The Bone and Sinew of the Land

09/26/2019 - 5:30pm

- Conrad A. Elvehjem Building L140

Presented in partnership with the UW Center for the Humanities, Ana-LIsa Cox presents the long-hidden stories of America’s black pioneers, the frontier they settled, and their fight for the heart of the nation. When black settlers Keziah and Charles Grier started clearing their frontier land in 1818, they couldn’t know that they were part of the nation’s earliest struggle for equality; they were just looking to build a better life. But within a few years, the Griers would become early Underground Railroad conductors, joining with fellow pioneers and other allies to confront the growing tyranny of bondage and injustice.

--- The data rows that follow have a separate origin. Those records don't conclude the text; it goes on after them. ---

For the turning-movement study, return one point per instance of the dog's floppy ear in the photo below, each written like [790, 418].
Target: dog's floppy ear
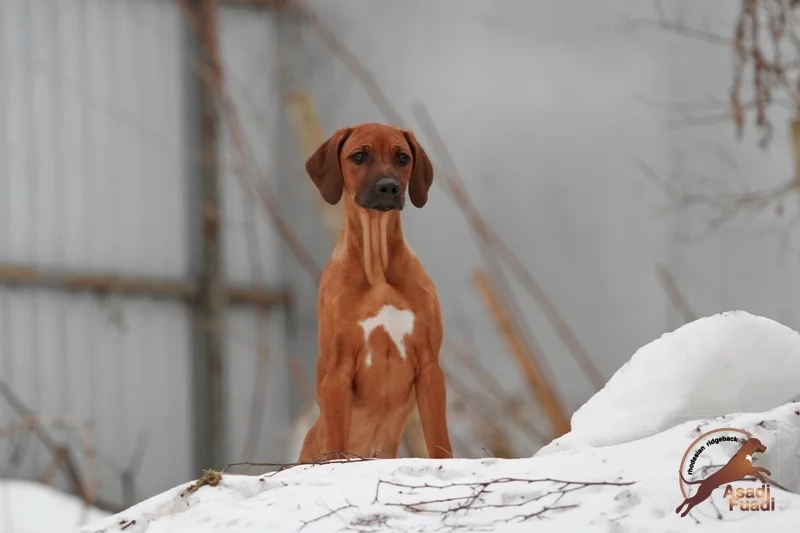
[324, 169]
[421, 173]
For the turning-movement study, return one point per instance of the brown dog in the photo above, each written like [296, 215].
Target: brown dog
[380, 325]
[736, 469]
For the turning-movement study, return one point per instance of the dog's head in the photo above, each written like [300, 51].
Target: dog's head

The Bone and Sinew of the Land tells the Griers’ story and the stories of many others like them: the lost history of the nation’s first Great Migration. In building hundreds of settlements on the frontier, these black pioneers were making a stand for equality and freedom. Their new home, the Northwest Territory–the wild region that would become present-day Ohio, Illinois, Indiana, Michigan, and Wisconsin–was the first territory to ban slavery and have equal voting rights for all men. Though forgotten today, in their own time the successes of these pioneers made them the targets of racist backlash. Political and even armed battles soon ensued, tearing apart families and communities long before the Civil War. This groundbreaking work of research reveals America’s forgotten frontier, where these settlers were inspired by the belief that all men are created equal and a brighter future was possible.



Anna-Lisa Cox

About Presenter Anna-Lisa Cox


Anna-Lisa Cox is an award-winning historian of race relations in nineteenth-century America. She is a fellow at Harvard University’s Hutchins Center for African and African American Research, and a recent Research Associate at the Smithsonian’s National Museum of African American History and Culture, where her original research underpinned two exhibits. Cox’s first book, A Stronger Kinship, was awarded the Michigan Notable Book Award and her most recent book, “The Bone and Sinew of the Land”: America’s Forgotten Black Pioneers and The Struggle for Equality was honored by the Smithsonian Magazine as one of the eight best history books of 2018. Booklist praised it for providing “a moving and necessary corrective to pioneer history” while Professor Henry Louis Gates, Jr. described it as “a revelation of primary historical research that is written with the beauty and empathic powers of a novel."